李華泳被告は二審も有罪、今年6月に起訴された「共犯」李在明被告はいまだ裁判なし【12月20日付社説】 サンバンウルの対北朝鮮不正送金事件
韓国野党・共に民主党の李在明(イ・ジェミョン)代表の側近とされる李華泳(イ・ファヨン)元京畿道平和副知事が「サンバンウル不法対北送金への関与」などの容疑で二審で懲役7年8カ月の実刑が宣告された。この事件は金聖泰(キム·ソンテ)元サンバンウル会長が2019年に李華泳氏の要請を受け、北朝鮮のスマートファーム事業費として500万ドル(約7億9000万円)、李在明京畿道知事(当時)の訪朝費用として300万ドル(約4億7000万円)の総額800万ドル(約12億円)を北朝鮮に代わって送金したというもの。一審の裁判長は一連の容疑を認め李華泳氏に懲役9年6カ月を宣告した。二審の裁判長も容疑を全て認めたが、量刑はやや軽くなった。この結果、事件の事実関係を確定する裁判(事実審)は終了した。 【写真】北朝鮮の李種革・朝鮮アジア太平洋平和委員会副委員長の隣に李在明・京畿道知事と李華泳・副知事(2018年撮影)
残った問題は北朝鮮への送金の「共犯」として起訴された李在明代表の裁判だ。李華泳氏の一審と二審では李在明代表の関与について直接の言及はなかった。李在明代表もこの事件を「捏造(ねつぞう)」と主張している。
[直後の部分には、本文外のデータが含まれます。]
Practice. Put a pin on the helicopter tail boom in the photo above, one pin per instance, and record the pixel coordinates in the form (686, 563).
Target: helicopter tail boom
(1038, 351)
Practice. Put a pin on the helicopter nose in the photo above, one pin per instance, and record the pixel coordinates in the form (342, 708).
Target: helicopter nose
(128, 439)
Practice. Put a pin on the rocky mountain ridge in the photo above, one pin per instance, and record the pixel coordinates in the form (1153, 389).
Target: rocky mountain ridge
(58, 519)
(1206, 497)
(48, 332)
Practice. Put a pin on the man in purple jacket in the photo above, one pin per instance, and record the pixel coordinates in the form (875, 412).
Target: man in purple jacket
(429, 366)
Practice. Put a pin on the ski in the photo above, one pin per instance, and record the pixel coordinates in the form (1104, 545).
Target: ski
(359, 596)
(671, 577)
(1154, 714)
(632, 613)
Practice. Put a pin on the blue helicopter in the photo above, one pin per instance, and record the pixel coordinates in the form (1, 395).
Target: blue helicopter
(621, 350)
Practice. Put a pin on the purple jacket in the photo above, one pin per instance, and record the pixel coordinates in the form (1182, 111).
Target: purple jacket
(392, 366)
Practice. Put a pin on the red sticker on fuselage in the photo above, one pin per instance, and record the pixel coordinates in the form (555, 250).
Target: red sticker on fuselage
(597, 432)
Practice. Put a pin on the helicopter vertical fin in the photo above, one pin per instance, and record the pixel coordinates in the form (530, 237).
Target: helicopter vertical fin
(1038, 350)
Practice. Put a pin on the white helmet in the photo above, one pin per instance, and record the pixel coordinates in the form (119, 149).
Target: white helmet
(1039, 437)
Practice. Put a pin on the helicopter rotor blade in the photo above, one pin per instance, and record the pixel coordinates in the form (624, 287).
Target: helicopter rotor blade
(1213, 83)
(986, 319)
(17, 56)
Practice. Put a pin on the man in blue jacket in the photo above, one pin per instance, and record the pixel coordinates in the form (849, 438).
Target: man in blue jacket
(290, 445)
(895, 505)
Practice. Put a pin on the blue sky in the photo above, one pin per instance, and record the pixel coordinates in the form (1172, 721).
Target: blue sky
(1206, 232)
しかし李在明代表が2019年に4回にわたり自らの訪朝を要請する文書を北朝鮮に送付したことと、北朝鮮がその見返りを要求したためサンバンウルの金聖泰元会長が資金を肩代わりしたことが捜査で明らかになっている。金聖泰元会長は現金を支払った際に北朝鮮の関係者から受け取った領収書まで提出した。一審と二審の裁判長はいずれも一連の事実関係をすでに認めたが、李在明代表の一審裁判はいまだに始まってもいない。法律の執行が李在明代表の前でストップしているのだ。 李在明代表の裁判が遅れている理由は検察の起訴が遅れたこともあるが、それ以上に李在明代表自らが露骨に裁判を遅らせているのだ。李在明代表は今年6月に起訴された直後、担当を水原地裁からソウル中央地裁に変更するよう要求し、それが棄却されると裁判長の交代を求めた。これも棄却されると李在明代表は裁判官忌避申請を行い、最終的にこれが裁判所で認められ裁判は中断している。そのため本格的な裁判は6カ月にわたり1回も開かれていない。裁判遅延どころが裁判の籠絡(ろうらく)であり、裁判官もこれに加担しているのだ。 この事件は李華泳氏の有罪さえ認められれば李在明代表も有罪は避けられず、この点は誰が見ても明らかだ。李華泳氏の弁護士も法廷で「李華泳氏に対する有罪判決は李在明代表の有罪を推定する結果をもたらす」と指摘した。そのため共に民主党は様々な方法を使って李華泳氏の裁判を遅らせ、根拠のない「検察庁飲み会懐柔疑惑」まででっち上げた。事件を担当した検事を捜査するため特別検事法まで提出したかと思えば、検事弾劾目的の聴聞会を開いて李華泳氏を証人として呼び、李華泳氏を露骨に擁護した。その後は李在明代表も自らの裁判を遅延させている。法律が政略によって無力化すれば、韓国社会全体に短期的・長期的に深刻な悪弊をもたらすだろう。裁判所は裁判遅延に対して断固たる対応を取るべきだ。